En France, l’enseigne de l’association familiale Mulliez a souffert. Decathlon invoque le mouvement des « Gilets Jaunes » pour expliquer en partie la diminution de 5 pour cent des ventes, à 3, 14 milliards d’euros, dans l’Hexagone. Les autres marchés de premier rang de Decathlon United (le nouveau nom du groupe) hors la France, soit l’Espagne, la Chine et l’Italie, sont également orientés à la baisse. L’enseigne, présente dans 51 pays a cependant de quoi compenser. Dans le reste du monde, son activité se porte plutôt bien.

Stratégie de marques propres

C’est un choix hautement stratégique : Decathlon a décidé d’amplement favoriser ses marques propres, au détriment de grandes marques, comme Nike, Adidas, etc. Le distributeur a certes conçu des produits techniques, qualifiés, à des prix moins élevés, mais aussi moins désirables que ceux des grandes marques internationales.

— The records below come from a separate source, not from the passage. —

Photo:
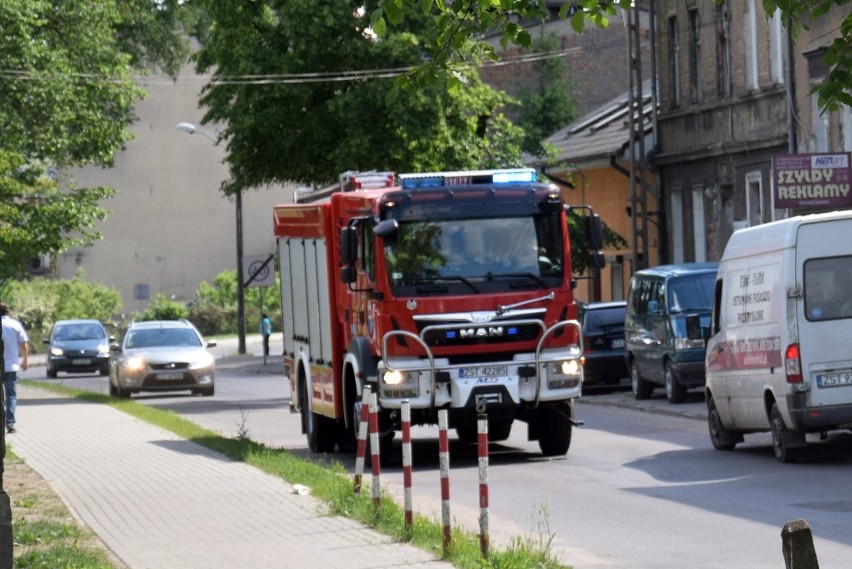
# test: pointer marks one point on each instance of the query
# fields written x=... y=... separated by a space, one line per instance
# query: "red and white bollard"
x=362 y=438
x=482 y=453
x=374 y=450
x=444 y=459
x=406 y=465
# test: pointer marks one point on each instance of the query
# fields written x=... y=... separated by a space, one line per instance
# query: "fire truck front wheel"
x=553 y=428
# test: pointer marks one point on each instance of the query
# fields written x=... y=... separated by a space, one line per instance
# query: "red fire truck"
x=452 y=290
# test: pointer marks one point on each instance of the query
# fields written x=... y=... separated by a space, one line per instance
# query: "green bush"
x=163 y=308
x=40 y=302
x=212 y=320
x=215 y=311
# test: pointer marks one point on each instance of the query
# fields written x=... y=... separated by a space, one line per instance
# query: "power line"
x=271 y=79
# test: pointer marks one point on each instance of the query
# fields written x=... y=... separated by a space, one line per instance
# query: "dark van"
x=657 y=350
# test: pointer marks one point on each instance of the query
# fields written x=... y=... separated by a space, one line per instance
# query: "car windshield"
x=161 y=338
x=72 y=332
x=692 y=293
x=604 y=319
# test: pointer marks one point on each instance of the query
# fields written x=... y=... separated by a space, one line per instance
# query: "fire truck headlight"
x=564 y=374
x=393 y=377
x=400 y=384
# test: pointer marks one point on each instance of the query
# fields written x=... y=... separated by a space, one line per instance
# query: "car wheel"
x=720 y=436
x=641 y=388
x=779 y=429
x=675 y=391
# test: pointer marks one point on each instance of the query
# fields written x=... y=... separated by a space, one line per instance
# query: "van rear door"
x=824 y=312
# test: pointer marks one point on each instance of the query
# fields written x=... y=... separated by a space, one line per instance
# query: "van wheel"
x=720 y=436
x=675 y=391
x=779 y=430
x=641 y=388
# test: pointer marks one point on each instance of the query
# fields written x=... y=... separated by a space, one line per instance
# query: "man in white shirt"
x=16 y=354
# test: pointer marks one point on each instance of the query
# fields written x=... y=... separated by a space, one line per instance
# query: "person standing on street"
x=15 y=356
x=266 y=331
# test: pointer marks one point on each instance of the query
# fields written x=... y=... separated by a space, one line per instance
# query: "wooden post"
x=6 y=541
x=797 y=543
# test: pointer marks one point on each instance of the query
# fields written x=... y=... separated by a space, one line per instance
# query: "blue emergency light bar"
x=469 y=177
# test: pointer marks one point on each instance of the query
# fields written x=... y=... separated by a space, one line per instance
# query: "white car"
x=161 y=355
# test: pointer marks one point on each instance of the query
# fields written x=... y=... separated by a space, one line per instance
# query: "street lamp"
x=190 y=128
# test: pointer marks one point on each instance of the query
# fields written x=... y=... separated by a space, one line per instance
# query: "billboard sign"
x=812 y=180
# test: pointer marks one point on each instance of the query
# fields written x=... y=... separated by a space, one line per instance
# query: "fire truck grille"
x=480 y=334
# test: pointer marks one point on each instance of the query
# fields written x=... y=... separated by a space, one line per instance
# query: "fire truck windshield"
x=466 y=256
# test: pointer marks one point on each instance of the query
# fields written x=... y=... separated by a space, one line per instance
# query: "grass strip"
x=331 y=483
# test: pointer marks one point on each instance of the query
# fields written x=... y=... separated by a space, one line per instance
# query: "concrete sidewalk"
x=161 y=502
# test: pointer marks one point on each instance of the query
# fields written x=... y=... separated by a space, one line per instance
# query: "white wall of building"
x=169 y=227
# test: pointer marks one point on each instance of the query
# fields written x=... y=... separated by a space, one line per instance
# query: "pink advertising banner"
x=812 y=180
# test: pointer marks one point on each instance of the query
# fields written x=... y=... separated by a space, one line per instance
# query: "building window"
x=694 y=56
x=674 y=61
x=754 y=198
x=699 y=225
x=820 y=126
x=141 y=292
x=617 y=279
x=723 y=50
x=750 y=46
x=776 y=49
x=846 y=127
x=677 y=227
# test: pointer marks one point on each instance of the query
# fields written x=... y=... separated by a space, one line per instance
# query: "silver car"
x=161 y=355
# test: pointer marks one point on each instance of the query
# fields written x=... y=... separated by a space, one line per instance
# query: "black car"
x=77 y=346
x=603 y=343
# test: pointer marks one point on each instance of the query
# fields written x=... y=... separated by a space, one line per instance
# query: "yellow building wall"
x=607 y=191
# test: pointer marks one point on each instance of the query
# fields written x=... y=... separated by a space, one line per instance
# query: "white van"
x=779 y=356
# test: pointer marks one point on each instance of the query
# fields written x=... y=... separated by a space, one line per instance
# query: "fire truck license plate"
x=834 y=379
x=483 y=371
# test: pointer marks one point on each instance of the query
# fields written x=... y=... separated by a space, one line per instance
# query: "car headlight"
x=204 y=361
x=134 y=364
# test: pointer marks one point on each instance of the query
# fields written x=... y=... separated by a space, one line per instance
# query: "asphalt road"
x=641 y=486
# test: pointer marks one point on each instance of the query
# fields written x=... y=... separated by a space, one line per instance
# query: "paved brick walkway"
x=161 y=502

Cet été, Decathlon a connu un changement de dirigeant. Matthieu Leclercq, fils du fondateur de l'enseigne Michel Leclercq, a quitté la présidence du conseil d'administration de Décathlon. Il a été remplacé en fin d’année par Fabien Derville, proche de la famille Mulliez, et fils du fondateur de l'enseigne Norauto.